The second aspect is that in reality, beside the GHG outputs of future fossil fuel usage, we also face at least seven distinct interactive positive feedbacks of warming - of which at least six are already accelerating, and all have the potential to dwarf current anthro-GHG outputs per year.
This is not the place to go into their individual dynamics - Skeptical Science and Climate Progress have very well referenced articles on them (that describe them far better than I could), but they include:
Forest desication and wildfire; peatlands' desication and combustion; peat-bogs' microbial decomposition under elevated CO2; permafrost melt and decomposition; increasing water vapour in a warming atmosphere; cryosphere decline and resulting albedo loss; and methyl clathrates' collapse under warming oceans over the continental shelves.
It should perhaps be noted here that methane outputs from the various natural carbon banks have 72 times the warming potential of CO2 (tonne for tonne) over a 20 year horizon, and that in terms of the interactive feedbacks' present acceleration, albedo loss alone is reported to already impose a warming equivalent to around 30% of our current anthro-CO2 outputs.

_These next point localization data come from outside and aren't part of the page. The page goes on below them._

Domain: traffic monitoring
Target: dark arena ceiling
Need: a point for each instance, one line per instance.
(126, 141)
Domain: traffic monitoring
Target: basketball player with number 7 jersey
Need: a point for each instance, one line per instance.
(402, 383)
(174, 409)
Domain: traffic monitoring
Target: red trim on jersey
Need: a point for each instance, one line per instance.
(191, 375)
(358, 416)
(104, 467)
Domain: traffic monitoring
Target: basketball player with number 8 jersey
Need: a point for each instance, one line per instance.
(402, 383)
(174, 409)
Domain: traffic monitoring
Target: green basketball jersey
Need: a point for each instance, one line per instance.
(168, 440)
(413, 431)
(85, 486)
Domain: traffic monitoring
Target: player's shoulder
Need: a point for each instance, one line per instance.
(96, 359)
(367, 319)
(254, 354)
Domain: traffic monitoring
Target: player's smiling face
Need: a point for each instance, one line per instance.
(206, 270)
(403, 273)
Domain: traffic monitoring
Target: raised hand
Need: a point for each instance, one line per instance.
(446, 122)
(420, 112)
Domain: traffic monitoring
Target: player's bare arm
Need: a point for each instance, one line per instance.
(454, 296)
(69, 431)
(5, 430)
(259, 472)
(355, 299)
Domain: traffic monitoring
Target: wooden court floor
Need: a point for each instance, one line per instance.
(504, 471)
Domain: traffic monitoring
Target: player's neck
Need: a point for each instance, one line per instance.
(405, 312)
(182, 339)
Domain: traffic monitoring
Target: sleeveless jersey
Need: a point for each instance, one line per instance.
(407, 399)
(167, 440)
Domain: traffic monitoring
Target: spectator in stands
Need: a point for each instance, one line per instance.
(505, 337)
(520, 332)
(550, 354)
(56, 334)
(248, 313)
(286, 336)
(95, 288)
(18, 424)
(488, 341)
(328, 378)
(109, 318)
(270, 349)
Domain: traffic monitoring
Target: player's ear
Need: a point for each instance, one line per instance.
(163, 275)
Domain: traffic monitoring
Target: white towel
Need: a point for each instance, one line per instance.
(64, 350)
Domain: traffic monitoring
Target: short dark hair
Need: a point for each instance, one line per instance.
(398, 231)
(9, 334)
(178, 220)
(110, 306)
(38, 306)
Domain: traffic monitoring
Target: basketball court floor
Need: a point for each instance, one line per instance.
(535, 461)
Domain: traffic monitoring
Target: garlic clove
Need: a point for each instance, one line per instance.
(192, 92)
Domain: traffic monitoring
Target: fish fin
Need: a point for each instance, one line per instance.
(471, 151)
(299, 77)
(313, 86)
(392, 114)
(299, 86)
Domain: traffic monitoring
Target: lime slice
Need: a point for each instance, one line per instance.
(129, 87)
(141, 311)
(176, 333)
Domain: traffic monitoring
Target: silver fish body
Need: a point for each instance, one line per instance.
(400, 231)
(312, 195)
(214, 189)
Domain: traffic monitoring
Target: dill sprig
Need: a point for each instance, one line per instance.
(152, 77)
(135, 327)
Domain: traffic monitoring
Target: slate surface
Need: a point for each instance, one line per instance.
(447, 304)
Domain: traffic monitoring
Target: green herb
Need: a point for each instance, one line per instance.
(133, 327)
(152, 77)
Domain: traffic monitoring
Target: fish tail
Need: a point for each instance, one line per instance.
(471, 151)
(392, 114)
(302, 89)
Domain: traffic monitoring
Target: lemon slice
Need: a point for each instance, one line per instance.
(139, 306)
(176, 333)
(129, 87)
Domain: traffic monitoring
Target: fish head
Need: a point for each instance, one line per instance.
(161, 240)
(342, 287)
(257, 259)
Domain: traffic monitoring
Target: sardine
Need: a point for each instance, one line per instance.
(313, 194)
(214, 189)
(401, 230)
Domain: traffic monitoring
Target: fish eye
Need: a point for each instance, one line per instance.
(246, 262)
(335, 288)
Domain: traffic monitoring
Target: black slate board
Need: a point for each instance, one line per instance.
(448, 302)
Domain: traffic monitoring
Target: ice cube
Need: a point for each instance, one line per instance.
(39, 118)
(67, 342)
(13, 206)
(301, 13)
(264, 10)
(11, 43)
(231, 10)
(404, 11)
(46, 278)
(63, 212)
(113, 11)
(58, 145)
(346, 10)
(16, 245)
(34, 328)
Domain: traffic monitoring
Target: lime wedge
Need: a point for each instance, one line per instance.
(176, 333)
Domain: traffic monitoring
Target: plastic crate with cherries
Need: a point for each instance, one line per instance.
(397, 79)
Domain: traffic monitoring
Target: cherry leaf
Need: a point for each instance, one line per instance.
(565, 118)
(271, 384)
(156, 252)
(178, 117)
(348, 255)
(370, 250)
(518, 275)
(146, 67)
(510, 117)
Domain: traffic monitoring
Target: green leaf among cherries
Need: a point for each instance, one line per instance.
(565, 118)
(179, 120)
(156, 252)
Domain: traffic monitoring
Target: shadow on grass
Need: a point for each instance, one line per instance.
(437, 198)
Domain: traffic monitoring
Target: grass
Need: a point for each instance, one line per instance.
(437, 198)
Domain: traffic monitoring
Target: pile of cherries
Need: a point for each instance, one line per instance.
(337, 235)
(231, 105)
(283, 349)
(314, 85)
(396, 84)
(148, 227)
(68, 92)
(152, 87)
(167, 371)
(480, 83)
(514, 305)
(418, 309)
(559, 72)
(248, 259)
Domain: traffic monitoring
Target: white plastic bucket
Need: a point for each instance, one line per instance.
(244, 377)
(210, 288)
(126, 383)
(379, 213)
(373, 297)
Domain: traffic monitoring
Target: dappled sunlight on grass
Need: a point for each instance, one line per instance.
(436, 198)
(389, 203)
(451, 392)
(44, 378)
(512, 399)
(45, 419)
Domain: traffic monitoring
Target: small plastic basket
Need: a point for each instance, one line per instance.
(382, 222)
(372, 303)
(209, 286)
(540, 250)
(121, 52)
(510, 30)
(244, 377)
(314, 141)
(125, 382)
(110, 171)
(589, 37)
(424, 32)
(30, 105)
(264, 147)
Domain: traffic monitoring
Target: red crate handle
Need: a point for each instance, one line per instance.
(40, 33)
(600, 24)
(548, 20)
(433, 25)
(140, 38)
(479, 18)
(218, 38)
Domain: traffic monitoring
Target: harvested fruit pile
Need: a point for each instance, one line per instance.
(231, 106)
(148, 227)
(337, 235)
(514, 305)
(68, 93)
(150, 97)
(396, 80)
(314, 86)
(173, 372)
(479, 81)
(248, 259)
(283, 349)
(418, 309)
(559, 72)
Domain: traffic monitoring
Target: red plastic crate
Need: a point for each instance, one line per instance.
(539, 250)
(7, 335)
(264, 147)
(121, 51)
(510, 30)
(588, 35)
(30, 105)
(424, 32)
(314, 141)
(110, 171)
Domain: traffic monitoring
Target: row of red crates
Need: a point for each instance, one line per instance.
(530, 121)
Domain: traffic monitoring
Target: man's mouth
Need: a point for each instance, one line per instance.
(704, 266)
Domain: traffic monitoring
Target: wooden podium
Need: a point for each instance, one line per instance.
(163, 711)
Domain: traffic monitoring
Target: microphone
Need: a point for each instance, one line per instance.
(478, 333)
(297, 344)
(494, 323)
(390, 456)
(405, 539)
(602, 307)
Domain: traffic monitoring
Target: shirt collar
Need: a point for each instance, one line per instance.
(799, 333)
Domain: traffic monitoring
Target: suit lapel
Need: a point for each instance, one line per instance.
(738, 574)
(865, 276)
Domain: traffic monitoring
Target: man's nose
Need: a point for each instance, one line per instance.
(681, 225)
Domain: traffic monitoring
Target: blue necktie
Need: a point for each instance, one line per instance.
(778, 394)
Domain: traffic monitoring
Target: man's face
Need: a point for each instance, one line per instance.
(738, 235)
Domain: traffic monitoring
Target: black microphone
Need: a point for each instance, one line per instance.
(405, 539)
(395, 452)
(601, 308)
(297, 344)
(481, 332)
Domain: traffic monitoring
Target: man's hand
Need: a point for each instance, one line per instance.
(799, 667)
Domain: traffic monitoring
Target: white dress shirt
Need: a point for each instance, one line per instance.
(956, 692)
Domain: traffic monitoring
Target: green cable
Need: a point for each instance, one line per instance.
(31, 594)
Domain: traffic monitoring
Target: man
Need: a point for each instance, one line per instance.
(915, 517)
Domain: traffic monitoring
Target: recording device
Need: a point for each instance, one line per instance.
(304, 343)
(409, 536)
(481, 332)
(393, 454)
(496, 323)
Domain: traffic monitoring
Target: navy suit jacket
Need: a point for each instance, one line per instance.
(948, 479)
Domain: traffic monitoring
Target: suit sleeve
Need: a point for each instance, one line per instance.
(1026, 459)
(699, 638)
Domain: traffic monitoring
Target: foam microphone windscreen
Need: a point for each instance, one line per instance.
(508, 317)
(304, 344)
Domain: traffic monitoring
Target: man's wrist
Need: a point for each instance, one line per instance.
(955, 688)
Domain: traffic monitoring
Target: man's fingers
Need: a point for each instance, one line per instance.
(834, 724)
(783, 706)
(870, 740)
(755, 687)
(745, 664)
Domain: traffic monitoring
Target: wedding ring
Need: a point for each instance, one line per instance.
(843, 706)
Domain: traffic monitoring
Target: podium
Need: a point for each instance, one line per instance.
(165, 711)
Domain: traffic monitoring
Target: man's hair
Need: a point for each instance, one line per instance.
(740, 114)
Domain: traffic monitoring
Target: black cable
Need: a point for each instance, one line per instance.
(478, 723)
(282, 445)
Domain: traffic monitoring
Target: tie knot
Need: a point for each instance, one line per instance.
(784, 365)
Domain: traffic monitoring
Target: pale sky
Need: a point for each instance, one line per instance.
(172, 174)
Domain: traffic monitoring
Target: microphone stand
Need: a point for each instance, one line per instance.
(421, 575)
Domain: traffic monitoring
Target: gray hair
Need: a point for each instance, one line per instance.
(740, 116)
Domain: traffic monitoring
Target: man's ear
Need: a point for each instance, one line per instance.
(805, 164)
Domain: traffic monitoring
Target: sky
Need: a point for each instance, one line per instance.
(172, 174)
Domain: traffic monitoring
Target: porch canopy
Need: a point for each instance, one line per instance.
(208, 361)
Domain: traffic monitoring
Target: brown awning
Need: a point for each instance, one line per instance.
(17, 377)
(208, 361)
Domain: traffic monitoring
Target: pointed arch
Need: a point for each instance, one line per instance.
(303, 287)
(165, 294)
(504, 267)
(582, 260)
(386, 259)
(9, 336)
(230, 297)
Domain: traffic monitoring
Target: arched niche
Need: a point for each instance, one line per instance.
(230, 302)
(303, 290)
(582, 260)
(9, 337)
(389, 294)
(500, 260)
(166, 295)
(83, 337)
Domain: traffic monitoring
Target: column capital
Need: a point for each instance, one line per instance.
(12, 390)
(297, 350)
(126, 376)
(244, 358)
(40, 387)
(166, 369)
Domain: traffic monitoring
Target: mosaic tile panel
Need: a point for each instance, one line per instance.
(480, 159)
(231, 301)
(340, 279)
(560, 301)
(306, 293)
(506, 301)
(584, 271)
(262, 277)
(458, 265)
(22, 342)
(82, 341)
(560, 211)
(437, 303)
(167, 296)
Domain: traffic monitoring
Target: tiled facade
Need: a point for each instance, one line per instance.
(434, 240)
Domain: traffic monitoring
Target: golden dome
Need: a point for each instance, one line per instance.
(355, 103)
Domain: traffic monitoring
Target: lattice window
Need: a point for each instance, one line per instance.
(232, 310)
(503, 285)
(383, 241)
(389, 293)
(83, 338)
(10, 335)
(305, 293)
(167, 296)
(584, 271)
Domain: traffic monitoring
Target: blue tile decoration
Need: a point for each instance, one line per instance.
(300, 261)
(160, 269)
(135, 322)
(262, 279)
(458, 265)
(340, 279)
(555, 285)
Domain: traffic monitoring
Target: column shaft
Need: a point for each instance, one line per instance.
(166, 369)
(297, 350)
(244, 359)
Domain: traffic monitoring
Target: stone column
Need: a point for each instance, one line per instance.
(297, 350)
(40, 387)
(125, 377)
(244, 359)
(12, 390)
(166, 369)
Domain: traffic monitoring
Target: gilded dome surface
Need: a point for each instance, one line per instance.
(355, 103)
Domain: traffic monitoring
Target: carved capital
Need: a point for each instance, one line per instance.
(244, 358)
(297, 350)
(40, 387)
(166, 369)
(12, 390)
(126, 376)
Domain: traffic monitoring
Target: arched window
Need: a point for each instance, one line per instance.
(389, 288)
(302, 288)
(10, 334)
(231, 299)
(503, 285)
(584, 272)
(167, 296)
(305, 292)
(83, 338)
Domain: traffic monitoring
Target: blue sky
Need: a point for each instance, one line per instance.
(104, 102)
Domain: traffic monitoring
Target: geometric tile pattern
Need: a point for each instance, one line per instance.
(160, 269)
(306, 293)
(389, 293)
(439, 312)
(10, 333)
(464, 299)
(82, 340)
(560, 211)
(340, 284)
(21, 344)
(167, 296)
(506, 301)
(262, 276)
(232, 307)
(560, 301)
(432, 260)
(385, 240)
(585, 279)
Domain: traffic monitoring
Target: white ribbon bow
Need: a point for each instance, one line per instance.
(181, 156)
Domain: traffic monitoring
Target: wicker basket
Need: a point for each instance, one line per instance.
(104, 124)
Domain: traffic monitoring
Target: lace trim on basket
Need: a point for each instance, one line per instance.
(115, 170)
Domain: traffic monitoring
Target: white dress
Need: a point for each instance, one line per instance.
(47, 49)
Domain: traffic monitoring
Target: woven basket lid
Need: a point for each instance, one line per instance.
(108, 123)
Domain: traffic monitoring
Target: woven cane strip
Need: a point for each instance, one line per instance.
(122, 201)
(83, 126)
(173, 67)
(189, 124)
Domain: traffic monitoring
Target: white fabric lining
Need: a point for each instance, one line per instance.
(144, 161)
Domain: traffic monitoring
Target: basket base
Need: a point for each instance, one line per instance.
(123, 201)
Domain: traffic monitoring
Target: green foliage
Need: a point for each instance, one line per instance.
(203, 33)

All of which implies that the potential threat of climatic destabilization from the pipeline warmings acting on the feedbacks - for at least the next 35 years - makes the potential threat due to actual fossil fuel combustion look like rather small (toxic) beer. Short of the feedbacks' intentional control by global co-operation in the form of an adjunct to a climate treaty, I've yet to find anything able to prevent their self-reinforcing warming destroying the planet's habitability. The near-term effects are primarily of cutting global food production, thereby generating impoverishment, hunger and instability that would compound those same effects from the increasing unaffordability of fossil fuels. Climatic and energy-price impacts on global food production are thus the critical metrics for monitoring our 'progress'.
As I said, I wish to God you were right about the hazard of global warming being overstated. In terms of mitigation for both PO and CD, I think Gorbachev had it right - Glasnost (Openness) and Perestroika (Restructuring) are the necessary and sufficient conditions for the orderly dismantling of an unsustainable empire.